Ten feet ahead, the sidewalk disappears into a long shadow. We’ll be in the dark for at least twenty yards. I stop and glance behind me, scanning the spaces beneath parked cars and watching for movement. There isn’t any.

“You’re not wrong,” Thomas whispers. “Something’s back there. I think it’s been following us since we left the station.”

“Maybe it’s just a pickpocket,” I mutter. My whole body tenses like a coil at the sound of movement ahead of us, in the shadow. Thomas pushes into me, hearing it too. It got ahead of us somehow. Or maybe there’s more than one. I pull the athame out of my back pocket, out of its sheath, and let the streetlight shine on the blade. It’s sort of silly, but maybe it’ll scare them off. Exhausted as I am, I don’t have the energy to deal with more than one alley cat, let alone anything else.

“What do we do?” Thomas asks. Why’s he asking me? All I know is we can’t stay under the streetlight until sunrise. No choice but to go ahead, into the shadow.

When I’m shoved onto one knee I think it’s Thomas at first, until he shouts, “Watch out!” about three seconds too late. My knuckles skid against the concrete and I push myself back up. Tired eyes blink in the dark as I slide the athame back into my pocket. Whatever it was that hit me wasn’t dead, and the knife can’t be used on the living. A round object flies my way; I duck and it clatters off the building behind me.

“What is it?” Thomas asks, and then he’s knocked back, or I think he is. The street is so dark and the quarters are close. Thomas is thrown out into the lamplight, where he bounces off a parked car by the curb and reels back to hit the bricks of the wall like he’s in a pinball machine. A figure spins into my adjusting vision and plants a foot solidly against my chest. My ass hits the pavement. He strikes again and I get my arm up to defend, but all I manage is a rough shove. It’s disorienting, the way he’s moving; in fast and slow spurts. It throws off my equilibrium.

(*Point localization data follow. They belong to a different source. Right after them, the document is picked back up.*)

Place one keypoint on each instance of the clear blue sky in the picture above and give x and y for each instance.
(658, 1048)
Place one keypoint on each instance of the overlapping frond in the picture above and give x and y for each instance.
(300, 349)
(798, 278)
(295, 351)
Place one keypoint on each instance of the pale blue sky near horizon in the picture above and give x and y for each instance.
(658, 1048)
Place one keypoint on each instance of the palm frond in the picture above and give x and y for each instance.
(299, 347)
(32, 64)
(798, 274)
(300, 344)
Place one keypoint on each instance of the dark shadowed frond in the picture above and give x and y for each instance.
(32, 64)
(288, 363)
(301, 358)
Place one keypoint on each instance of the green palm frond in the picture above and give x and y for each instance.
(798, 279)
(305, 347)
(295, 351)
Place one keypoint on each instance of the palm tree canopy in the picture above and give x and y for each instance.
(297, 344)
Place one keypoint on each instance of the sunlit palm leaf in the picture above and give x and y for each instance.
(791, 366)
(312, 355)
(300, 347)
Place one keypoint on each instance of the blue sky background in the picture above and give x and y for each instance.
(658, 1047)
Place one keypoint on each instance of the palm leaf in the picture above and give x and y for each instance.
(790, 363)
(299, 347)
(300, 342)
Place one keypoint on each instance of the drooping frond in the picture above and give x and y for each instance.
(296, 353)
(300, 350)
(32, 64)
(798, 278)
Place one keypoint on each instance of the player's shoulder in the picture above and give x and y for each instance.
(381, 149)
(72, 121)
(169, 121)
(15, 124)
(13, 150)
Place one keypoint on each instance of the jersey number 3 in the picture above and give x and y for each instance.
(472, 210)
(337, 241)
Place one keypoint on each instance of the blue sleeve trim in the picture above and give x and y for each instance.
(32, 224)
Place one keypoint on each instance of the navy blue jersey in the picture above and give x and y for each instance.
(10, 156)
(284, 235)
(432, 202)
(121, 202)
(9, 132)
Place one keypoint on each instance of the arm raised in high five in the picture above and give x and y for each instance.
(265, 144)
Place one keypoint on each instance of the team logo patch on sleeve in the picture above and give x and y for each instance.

Snap out of it. It’s exhaustion; it’s not a drug. Focus and recover. When he strikes again, I duck and block, and land a shot to his head that sends him spinning.

“Get out of here,” I shout, and barely avoid a clumsy attempt at a leg sweep. For a second I think he’ll just bug out and run. Instead he stands straight and grows a foot taller. Words hit my ears, spoken in what I think is Gaelic, and the air around me presses in tight.

It’s a curse. To do what, I don’t know, but pressure builds in my ears ten times worse than on the plane.

“Thomas, what is he doing?” I shout. It’s a mistake. I shouldn’t have let the air go. My lungs are too tight to take any more in. The chant takes over everything. My eyes are burning. I can’t breathe. I can’t exhale, or inhale. Everything’s frozen. The sidewalk is pressing against my knees. I’ve fallen.

My mind screams out for Thomas, for help, but I can already hear him, whispering a chant to counteract the other. The attacker’s is all lyric and glottal stop; Thomas’s is deep and full of melody. Thomas grows gradually louder, his voice pushing over the top of the other voice until the other voice falters and gasps. My lungs let loose. The sudden rush of air to my throat and blood to my brain makes me shake.